Итак, показания Алешкевича подкрепляли предположение Борисова, что Ставинский мог быть в группе Пашена.

Получив это письмо, Борисов решил на некоторое время задержаться в Москве, чтобы проверить, действительно ли Ставинский жил здесь до войны. Подняв довоенные архивы адресного бюро, он удостоверился, что Ставинский Петр Аркадьевич, 1917 года рождения, русский, проживал в Москве по ул. Малой Бронной с июля 1932 года по декабрь 1940 года. Он жил вместе со своим отцом, Ставинским Аркадием Александровичем.

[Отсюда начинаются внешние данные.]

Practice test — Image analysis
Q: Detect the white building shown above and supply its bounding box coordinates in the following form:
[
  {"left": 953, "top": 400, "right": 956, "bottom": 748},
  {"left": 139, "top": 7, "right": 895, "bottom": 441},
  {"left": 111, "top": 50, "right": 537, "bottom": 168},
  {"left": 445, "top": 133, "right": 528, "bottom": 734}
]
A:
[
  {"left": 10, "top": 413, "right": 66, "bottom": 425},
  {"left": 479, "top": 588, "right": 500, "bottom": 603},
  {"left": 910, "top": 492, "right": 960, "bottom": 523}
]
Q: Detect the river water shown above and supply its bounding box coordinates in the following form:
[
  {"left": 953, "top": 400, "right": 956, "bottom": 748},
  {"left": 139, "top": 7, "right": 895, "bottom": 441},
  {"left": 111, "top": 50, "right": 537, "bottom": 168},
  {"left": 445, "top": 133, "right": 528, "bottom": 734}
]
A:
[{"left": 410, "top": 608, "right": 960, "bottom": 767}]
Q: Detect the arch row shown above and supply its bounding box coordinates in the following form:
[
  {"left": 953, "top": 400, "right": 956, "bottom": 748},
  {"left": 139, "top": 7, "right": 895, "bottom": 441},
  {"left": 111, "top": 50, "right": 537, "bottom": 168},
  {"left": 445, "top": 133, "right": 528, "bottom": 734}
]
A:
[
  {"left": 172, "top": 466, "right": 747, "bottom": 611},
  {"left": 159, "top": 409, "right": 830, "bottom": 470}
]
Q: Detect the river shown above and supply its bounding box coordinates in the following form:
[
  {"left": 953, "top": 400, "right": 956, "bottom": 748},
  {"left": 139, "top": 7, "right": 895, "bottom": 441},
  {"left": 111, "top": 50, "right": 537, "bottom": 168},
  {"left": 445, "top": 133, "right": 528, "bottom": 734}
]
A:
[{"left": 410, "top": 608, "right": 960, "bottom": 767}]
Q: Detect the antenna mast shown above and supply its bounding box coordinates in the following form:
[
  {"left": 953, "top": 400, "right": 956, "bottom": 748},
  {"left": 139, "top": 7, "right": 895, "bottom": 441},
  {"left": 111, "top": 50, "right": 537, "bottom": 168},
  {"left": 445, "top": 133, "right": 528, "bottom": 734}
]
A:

Ставинский — русский, следовательно, если перед самой войной он и жил в Риге, то, когда началась война, его призвали бы в армию в первую очередь. Опять пришлось обратиться в Военный архив. Да, Ставинский был призван в армию 24-го июня 41-го года в Москве, а уже в июле пропал без вести. И в документах призыва значился этот московский домашний адрес. Там также было сказано, что Ставинский не пианист, а драматический артист. Получалась путаница. Тот ли это Ставинский или другой? В данных его прописки не было указано ни место его учебы, ни профессия. Но Ставинский-предатель был пианистом. Это подтверждали три незнакомых друг с другом человека. И Борисов решил побывать в консерватории и в институте имени Гнесиных. Но Ставинский никогда там не учился. В средних музыкальных учебных заведениях такого ученика тоже не было. Оказалось, что Ставинский в 1940 году окончил театральное училище в Москве и был направлен на работу в Саратовский театр, но по назначению не поехал. И след его терялся, вплоть до призыва в армию. Можно было предположить, пусть с натяжкой, что Ставинский, выписавшись из Москвы, поехал в Ригу, перед самой войной почему-то вернулся и здесь был призван в армию, не успев даже прописаться.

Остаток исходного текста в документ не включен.